BUGS AND LIMITATIONS

The module will not identify overlapping errors or cautions. For example:

"...and then he he go home..."

Only the first error (e.g. the doubled word: "he he") will be reported; any overlapping errors (e.g. the incorrect conjugation: "he go") will be ignored.

No bugs have been reported.

Please report any bugs or feature requests to bug-lingua-en-grammarian@rt.cpan.org, or through the web interface at http://rt.cpan.org.

AUTHOR

Damian Conway <DCONWAY@CPAN.org>

LICENCE AND COPYRIGHT

Copyright (c) 2013, Damian Conway <DCONWAY@CPAN.org>. All rights reserved.

This module is free software; you can redistribute it and/or modify it under the same terms as Perl itself. See perlartistic.

DISCLAIMER OF WARRANTY

BECAUSE THIS SOFTWARE IS LICENSED FREE OF CHARGE, THERE IS NO WARRANTY FOR THE SOFTWARE, TO THE EXTENT PERMITTED BY APPLICABLE LAW. EXCEPT WHEN OTHERWISE STATED IN WRITING THE COPYRIGHT HOLDERS AND/OR OTHER PARTIES PROVIDE THE SOFTWARE "AS IS" WITHOUT WARRANTY OF ANY KIND, EITHER EXPRESSED OR IMPLIED, INCLUDING, BUT NOT LIMITED TO, THE IMPLIED WARRANTIES OF MERCHANTABILITY AND FITNESS FOR A PARTICULAR PURPOSE. THE ENTIRE RISK AS TO THE QUALITY AND PERFORMANCE OF THE SOFTWARE IS WITH YOU. SHOULD THE SOFTWARE PROVE DEFECTIVE, YOU ASSUME THE COST OF ALL NECESSARY SERVICING, REPAIR, OR CORRECTION.
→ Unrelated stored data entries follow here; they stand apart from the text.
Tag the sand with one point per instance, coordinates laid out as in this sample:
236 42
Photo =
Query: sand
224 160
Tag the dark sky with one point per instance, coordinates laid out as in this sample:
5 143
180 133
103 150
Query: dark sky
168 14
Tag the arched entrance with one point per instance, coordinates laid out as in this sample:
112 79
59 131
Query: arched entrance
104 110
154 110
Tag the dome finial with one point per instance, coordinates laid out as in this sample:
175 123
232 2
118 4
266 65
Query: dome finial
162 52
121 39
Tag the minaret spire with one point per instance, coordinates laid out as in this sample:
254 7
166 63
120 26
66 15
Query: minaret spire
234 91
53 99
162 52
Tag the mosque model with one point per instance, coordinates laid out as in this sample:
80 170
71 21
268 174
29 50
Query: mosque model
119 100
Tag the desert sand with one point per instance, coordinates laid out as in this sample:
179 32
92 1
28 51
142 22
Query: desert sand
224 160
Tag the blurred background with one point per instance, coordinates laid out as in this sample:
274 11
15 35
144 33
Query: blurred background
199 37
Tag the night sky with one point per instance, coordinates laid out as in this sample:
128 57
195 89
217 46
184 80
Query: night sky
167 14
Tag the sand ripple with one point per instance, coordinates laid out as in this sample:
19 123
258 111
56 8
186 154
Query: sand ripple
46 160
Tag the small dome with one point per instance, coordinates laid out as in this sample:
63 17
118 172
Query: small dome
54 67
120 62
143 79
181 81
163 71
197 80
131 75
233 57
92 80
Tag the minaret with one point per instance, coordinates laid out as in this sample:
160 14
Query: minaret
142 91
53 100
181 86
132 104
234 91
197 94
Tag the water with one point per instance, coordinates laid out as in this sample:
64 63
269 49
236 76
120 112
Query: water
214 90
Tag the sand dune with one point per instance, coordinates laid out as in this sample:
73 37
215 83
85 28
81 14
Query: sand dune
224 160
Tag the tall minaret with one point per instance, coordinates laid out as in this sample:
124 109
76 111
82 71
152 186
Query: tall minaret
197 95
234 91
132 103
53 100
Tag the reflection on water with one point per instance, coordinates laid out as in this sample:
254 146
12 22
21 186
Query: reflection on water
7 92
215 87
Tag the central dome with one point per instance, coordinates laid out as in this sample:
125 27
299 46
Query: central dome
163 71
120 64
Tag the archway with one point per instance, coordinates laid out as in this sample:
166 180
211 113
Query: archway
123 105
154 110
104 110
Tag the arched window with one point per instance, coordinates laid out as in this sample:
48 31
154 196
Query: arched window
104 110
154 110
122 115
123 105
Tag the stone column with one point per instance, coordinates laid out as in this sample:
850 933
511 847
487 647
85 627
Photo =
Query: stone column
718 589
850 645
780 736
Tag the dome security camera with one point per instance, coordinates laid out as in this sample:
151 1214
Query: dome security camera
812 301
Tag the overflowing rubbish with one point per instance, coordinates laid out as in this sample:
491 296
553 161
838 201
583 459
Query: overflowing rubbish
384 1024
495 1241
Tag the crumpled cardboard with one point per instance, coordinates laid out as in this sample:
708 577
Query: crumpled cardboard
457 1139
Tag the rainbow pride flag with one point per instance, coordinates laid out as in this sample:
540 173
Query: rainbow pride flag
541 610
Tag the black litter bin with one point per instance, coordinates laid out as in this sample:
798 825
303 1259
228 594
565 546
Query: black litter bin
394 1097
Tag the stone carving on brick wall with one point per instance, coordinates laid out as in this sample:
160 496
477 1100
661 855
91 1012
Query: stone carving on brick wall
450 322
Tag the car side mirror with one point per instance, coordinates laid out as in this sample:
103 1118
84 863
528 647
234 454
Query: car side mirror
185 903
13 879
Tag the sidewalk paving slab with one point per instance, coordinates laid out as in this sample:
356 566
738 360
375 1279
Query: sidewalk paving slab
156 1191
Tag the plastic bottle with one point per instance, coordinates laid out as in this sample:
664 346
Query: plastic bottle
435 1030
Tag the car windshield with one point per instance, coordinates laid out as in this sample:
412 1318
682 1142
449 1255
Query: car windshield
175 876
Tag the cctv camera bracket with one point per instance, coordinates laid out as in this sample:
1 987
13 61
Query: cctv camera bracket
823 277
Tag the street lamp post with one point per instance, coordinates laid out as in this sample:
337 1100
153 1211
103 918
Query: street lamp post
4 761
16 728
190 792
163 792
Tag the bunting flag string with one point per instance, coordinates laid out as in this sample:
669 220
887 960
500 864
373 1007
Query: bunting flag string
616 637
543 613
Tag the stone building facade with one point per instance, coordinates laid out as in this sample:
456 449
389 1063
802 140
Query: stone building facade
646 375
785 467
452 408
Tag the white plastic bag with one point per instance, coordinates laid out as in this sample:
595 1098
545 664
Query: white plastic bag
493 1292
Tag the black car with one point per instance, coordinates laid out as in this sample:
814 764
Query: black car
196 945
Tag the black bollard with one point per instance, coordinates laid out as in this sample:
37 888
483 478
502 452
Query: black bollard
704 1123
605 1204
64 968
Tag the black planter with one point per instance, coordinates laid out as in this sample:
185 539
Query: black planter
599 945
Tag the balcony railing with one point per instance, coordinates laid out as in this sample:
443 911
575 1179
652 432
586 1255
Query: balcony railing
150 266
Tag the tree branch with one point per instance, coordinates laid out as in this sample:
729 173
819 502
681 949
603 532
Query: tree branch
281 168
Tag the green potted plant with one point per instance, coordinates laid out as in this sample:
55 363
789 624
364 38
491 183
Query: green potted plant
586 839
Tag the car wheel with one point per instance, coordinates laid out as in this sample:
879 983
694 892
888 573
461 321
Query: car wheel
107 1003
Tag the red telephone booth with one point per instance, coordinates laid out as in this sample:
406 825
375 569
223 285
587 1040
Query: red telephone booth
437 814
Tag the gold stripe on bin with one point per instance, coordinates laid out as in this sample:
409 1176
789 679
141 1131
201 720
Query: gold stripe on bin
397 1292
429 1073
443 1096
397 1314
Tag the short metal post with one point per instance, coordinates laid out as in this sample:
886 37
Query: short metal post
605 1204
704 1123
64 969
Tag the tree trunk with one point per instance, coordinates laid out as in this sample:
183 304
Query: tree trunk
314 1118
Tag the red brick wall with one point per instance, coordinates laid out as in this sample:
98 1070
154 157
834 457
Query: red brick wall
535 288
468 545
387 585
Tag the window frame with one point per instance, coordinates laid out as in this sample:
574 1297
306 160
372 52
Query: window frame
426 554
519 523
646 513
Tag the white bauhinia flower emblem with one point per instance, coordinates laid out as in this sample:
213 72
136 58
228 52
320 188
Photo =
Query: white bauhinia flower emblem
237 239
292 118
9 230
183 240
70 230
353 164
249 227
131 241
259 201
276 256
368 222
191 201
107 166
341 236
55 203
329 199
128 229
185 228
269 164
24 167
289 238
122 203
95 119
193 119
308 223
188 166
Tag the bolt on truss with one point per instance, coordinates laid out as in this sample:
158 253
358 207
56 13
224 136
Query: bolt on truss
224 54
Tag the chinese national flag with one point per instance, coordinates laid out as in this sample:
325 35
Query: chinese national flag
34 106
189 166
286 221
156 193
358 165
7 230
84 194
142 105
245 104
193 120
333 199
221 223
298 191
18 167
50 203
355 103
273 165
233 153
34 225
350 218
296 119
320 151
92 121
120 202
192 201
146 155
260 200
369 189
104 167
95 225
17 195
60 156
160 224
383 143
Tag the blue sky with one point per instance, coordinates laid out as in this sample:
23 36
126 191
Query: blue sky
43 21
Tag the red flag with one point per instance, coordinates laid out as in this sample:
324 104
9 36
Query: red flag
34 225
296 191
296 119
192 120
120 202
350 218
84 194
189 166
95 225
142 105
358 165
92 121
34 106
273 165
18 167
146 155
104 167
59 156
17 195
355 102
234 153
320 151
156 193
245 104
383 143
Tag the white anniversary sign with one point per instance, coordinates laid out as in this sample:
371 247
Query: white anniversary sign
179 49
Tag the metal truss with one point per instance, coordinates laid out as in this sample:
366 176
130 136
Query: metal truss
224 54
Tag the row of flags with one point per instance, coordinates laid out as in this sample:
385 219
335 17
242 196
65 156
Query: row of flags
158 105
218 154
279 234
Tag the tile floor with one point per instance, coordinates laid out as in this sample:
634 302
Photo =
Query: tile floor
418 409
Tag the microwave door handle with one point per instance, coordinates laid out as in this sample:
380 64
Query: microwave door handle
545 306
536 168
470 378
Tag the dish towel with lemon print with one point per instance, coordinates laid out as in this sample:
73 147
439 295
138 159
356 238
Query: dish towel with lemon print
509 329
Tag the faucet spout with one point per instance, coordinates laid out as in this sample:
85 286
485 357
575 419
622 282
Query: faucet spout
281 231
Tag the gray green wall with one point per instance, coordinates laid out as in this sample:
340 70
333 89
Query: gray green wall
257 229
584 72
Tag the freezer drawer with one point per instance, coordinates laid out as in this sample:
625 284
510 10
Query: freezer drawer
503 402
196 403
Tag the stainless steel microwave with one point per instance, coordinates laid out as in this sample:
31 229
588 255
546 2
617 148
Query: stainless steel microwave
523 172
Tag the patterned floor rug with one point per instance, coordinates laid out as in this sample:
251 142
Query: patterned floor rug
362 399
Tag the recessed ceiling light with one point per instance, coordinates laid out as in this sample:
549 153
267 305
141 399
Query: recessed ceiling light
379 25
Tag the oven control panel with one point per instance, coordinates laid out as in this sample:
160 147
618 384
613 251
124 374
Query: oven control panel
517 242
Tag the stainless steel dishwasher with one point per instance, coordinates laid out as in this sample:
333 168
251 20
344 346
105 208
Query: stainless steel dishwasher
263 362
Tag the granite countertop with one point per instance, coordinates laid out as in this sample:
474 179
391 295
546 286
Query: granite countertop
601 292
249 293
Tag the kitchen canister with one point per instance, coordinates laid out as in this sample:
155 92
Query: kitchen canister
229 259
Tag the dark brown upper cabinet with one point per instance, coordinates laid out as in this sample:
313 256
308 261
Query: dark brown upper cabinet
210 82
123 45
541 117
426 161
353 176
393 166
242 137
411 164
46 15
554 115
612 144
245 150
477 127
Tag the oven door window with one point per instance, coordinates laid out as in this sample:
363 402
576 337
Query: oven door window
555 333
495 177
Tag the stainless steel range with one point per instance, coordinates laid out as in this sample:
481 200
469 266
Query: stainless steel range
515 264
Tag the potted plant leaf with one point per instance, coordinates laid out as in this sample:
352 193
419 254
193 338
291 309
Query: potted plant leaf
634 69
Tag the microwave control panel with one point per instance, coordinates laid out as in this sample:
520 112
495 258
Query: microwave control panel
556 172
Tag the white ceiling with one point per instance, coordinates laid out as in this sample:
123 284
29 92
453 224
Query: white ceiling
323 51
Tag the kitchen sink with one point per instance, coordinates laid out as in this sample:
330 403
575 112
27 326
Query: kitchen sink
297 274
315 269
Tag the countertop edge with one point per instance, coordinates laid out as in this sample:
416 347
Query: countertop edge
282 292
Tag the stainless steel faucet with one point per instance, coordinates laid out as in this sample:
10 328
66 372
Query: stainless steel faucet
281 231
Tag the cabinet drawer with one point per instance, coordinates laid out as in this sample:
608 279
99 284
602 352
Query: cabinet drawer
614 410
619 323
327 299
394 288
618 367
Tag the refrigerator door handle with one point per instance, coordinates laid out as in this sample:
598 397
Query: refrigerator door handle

IN NO EVENT UNLESS REQUIRED BY APPLICABLE LAW OR AGREED TO IN WRITING WILL ANY COPYRIGHT HOLDER, OR ANY OTHER PARTY WHO MAY MODIFY AND/OR REDISTRIBUTE THE SOFTWARE AS PERMITTED BY THE ABOVE LICENCE, BE LIABLE TO YOU FOR DAMAGES, INCLUDING ANY GENERAL, SPECIAL, INCIDENTAL, OR CONSEQUENTIAL DAMAGES ARISING OUT OF THE USE OR INABILITY TO USE THE SOFTWARE (INCLUDING BUT NOT LIMITED TO LOSS OF DATA OR DATA BEING RENDERED INACCURATE OR LOSSES SUSTAINED BY YOU OR THIRD PARTIES OR A FAILURE OF THE SOFTWARE TO OPERATE WITH ANY OTHER SOFTWARE), EVEN IF SUCH HOLDER OR OTHER PARTY HAS BEEN ADVISED OF THE POSSIBILITY OF SUCH DAMAGES.